Korte, M., Griesbeck, O., Gravel, C., Carroll, P., Staiger, V., Thoenen, H., et al. (1996). Virus-mediated gene transfer into hippocampal CA1 region restores long-term potentiation in brain-derived neurotrophic factor mutant mice. Proceedings of the National Academy of Sciences of the United States of America, 93(22), 12547-12552. doi:10.1073/pnas.93.22.12547.

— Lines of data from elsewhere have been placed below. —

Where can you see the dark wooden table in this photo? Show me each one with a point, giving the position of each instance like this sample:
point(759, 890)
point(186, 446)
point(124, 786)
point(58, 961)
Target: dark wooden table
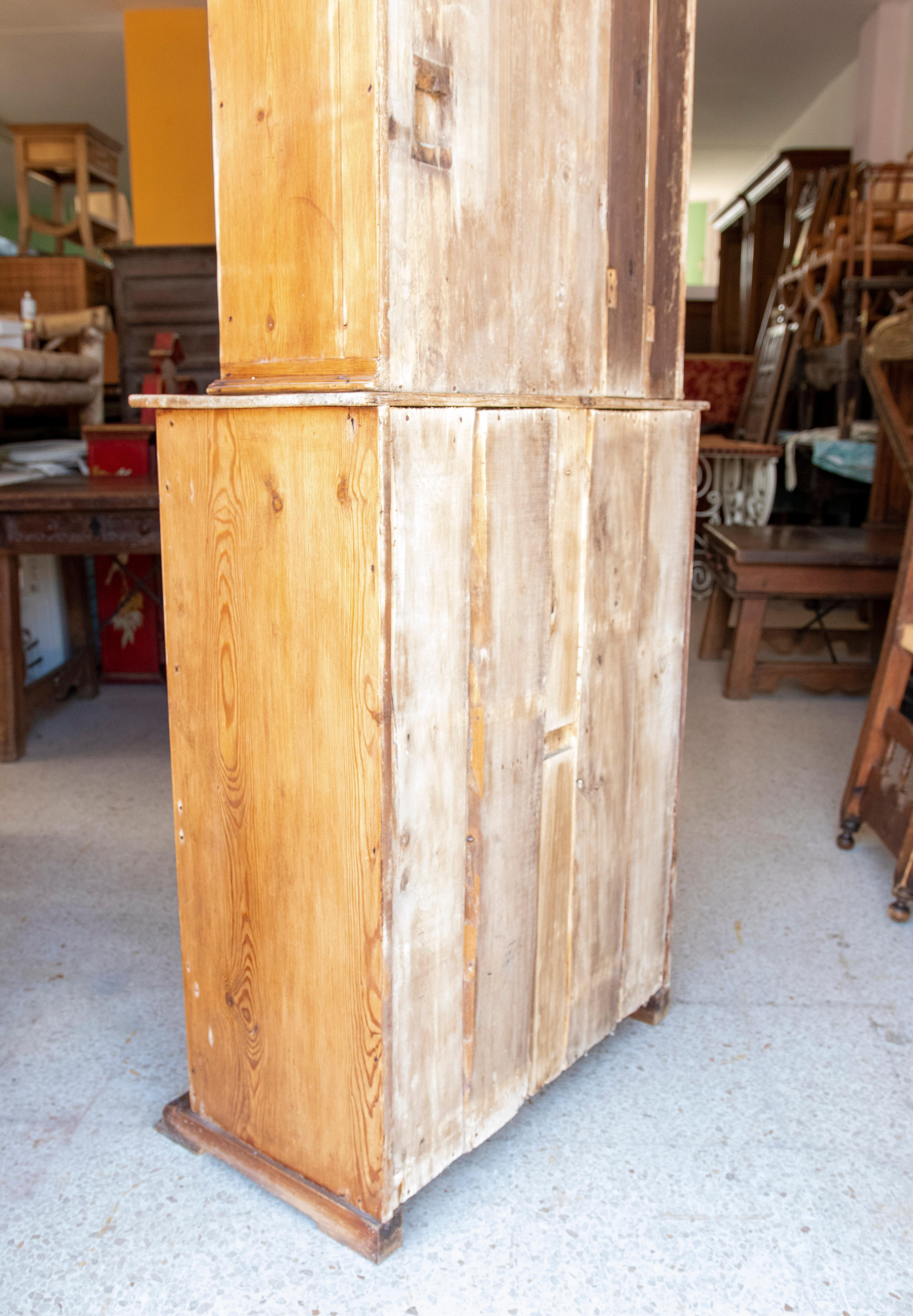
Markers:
point(72, 518)
point(824, 565)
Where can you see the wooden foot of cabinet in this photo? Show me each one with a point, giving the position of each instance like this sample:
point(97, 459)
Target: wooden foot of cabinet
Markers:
point(655, 1010)
point(344, 1223)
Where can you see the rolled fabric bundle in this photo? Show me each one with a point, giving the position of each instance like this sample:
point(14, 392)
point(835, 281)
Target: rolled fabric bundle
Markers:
point(44, 365)
point(45, 393)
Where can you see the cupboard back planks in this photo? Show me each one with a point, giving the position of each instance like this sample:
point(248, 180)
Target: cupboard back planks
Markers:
point(426, 560)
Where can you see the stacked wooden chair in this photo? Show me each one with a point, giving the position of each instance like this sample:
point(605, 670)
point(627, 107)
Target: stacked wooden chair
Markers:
point(878, 790)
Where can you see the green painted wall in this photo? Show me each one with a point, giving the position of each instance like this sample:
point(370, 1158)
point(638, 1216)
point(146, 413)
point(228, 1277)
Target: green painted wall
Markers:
point(698, 236)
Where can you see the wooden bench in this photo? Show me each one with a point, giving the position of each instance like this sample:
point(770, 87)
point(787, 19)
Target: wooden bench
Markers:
point(72, 518)
point(824, 565)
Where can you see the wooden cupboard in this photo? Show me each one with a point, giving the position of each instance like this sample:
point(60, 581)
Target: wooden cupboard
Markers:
point(426, 553)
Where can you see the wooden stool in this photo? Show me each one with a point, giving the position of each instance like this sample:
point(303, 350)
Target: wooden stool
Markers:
point(61, 156)
point(823, 564)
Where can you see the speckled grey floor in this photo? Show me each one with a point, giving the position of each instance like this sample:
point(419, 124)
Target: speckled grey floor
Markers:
point(750, 1156)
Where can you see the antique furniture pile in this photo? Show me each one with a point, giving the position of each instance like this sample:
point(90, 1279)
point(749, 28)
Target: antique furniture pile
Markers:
point(877, 791)
point(428, 549)
point(60, 156)
point(69, 518)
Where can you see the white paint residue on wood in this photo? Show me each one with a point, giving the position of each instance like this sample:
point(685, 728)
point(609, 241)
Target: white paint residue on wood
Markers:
point(664, 599)
point(431, 497)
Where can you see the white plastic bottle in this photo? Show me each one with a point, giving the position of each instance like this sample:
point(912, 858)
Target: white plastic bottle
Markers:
point(28, 310)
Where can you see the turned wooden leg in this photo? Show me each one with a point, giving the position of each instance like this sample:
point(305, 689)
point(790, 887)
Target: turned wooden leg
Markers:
point(745, 649)
point(80, 620)
point(903, 893)
point(12, 665)
point(82, 189)
point(713, 640)
point(846, 838)
point(57, 214)
point(879, 614)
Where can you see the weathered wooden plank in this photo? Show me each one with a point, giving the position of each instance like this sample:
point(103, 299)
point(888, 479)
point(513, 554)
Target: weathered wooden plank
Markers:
point(607, 724)
point(556, 859)
point(675, 73)
point(661, 661)
point(516, 222)
point(271, 543)
point(301, 298)
point(568, 536)
point(630, 95)
point(510, 594)
point(430, 511)
point(570, 493)
point(359, 185)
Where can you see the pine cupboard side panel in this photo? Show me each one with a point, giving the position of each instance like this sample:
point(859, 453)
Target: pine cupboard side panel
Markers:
point(629, 178)
point(430, 510)
point(513, 216)
point(298, 240)
point(675, 78)
point(508, 666)
point(604, 806)
point(269, 535)
point(568, 522)
point(661, 670)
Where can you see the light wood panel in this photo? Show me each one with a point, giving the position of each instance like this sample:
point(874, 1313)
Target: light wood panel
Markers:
point(271, 547)
point(294, 127)
point(604, 810)
point(568, 527)
point(498, 262)
point(430, 515)
point(632, 174)
point(510, 594)
point(659, 710)
point(675, 72)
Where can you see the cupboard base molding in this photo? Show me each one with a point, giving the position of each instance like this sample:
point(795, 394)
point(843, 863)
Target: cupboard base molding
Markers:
point(655, 1010)
point(331, 1214)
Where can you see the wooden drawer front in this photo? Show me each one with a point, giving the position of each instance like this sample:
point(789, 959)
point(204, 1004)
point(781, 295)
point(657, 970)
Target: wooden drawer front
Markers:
point(80, 532)
point(51, 153)
point(102, 160)
point(160, 299)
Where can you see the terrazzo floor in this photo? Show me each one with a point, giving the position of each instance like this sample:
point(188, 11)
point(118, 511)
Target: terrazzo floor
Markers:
point(750, 1156)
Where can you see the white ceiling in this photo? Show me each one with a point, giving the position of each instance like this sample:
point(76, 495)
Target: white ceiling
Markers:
point(759, 64)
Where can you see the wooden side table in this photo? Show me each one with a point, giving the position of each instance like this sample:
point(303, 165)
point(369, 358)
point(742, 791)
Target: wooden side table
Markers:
point(736, 486)
point(66, 154)
point(69, 516)
point(825, 565)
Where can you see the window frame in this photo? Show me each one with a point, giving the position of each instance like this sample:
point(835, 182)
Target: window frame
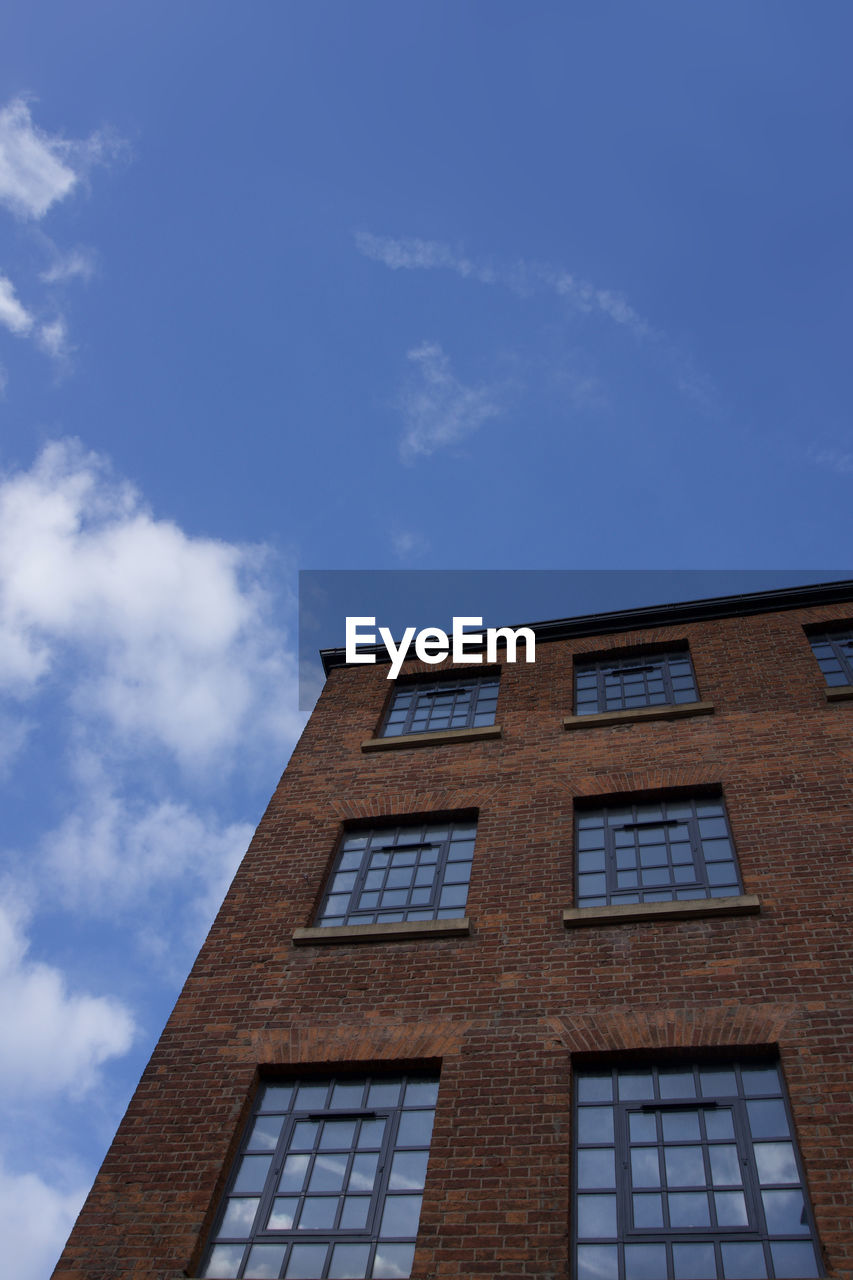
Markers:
point(282, 1150)
point(642, 661)
point(593, 817)
point(831, 635)
point(379, 841)
point(430, 686)
point(748, 1180)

Cite as: https://hdl.handle.net/21.11116/0000-000B-3A46-6
Abstract
Long-term potentiation (LTP) has been shown to be impaired in mice deficient in the brain-derived neurotrophic factor (BDNF) gene, as well as in a number of other knockout animals. Despite its power the gene-targeting approach is always fraught with the danger of looking at the cumulative direct and indirect effects of the absence of a particular gene rather than its immediate function. The re-expression of a specific gene at a selective time point and at a specific site in gene-defective mutants presents a potent procedure to overcome this limitation and to evaluate the causal relationship between the absence of a particular gene and the impairment of a function in gene-defective animals. Here we demonstrate that the re-expression of the BDNF gene in the CA1 region almost completely restores the severely impaired LTP in hippocampal slices of BDNF-deficient mice. The results therefore provide strong evidence for the direct involvement of BDNF in the process of LTP.